[KJ] Not to be confused with a padded cell is the padded garage, intended to prevent inadvertent door dings. These are of particular concern in a double garage where the other car frequently contains children. Here is my solution, which you can use as a starting point for your own design:
First, if a wall is adjacent to a door of your car, find a suitable pillow or pad and nail it to the wall.Use a stud finder (one VERY worthwhile tool to have around the house) to make sure you are nailing into a stud, and also make sure that your nails are above the level of the bottom of the door glass.
Second, design and hang a padded partition between the cars. Optimally, you would like a direct connection between the hanging pad and the ceiling. If you have a tilt-up door, you can probably get away with this, since the raised door is only halfway inside the garage.
With a hinged multi-section door, you will not be able to directly attach the hanging pad to the ceiling. Here is a side view of the configuration I used instead:
front of garage back of garage ------------------------------------------------- Ceiling | | ---------------------- | | raised --------------------- pipe garage | | | door | | | | | | | | | | | | | | | --------------------- | ------------------ | carpet section, with long | | wood or metal strip near | | the top for rigidity ---------------------
The carpet section or whatever pad you use will not want to stay straight unless you attach a stiff wood or metal strip near the top (on the burlap side, not on the side facing the NSX, of course!). I sacrificed a 75-inch aluminum straight edge tool, punching holes in the carpet above and below the metal strip to allow me to lace the strip in place with short pieces of clothesline.

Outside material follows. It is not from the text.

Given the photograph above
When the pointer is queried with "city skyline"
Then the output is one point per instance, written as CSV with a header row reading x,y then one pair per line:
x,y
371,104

With the carpet section prepared, the next step was the ceiling mount. I bought a 7-foot section of pipe, though an 8-foot section probably would have been better. I used 1/2 inch ID galvanized pipe, which actually bends noticeably under light shear load. Even though the bending is not a hazard, I’d recommend that you try 3/4 pipe.
For the rear mount, I nailed a short 2×4 section to a rafter and drilled a hole for the pipe at the correct height, just below the raised garage door.
For the front mount, I was concerned about a failure dropping the pipe on my totally unscratched NSX. Therefore I required a redundant support, which ruled out the use of another 2×4 section. Instead, I screwed two eyelets into the rafter, a few inches on either side of the pipe. I then tied the pipe up separately to each eyelet on the ceiling. Rather than just passing each rope around the pipe, I also clamped each rope in position on the pipe to prevent sliding in case of any support failure. For the coup de grace, I used steel rope rather than nylon. To attach the ends of the steel rope, I used split bolts, which electricians use to attach heavy guage wires to each other. It’s a slotted bolt: 2 wires go into the slot and you tighten the nut on them. I now had two completely independent connections to the ceiling, each strong enough to hold well over 100 pounds.
The rest was simple: just tie the carpet section to the pipe at the appropriate point. I used an end cap to secure the pipe end at the 2×4 section and keep it from pulling through. If your pipe is long enough, this is not needed. I recommend hanging the pad from each end of the pipe as shown, because the hanging string reminds you of the presence of the pipe above. My pipe is 6.5 feet off the floor, meaning that no NSX driver could hit his head on it.
Voila! I now have a nearly ding-proof garage for the NSX. That is, once I finish strapping the furniture against earthquake movement. Of course, if the quake is strong enough to move the car, all bets are off. Of course, the NSX will stay planted much better than whatever car you put next to it.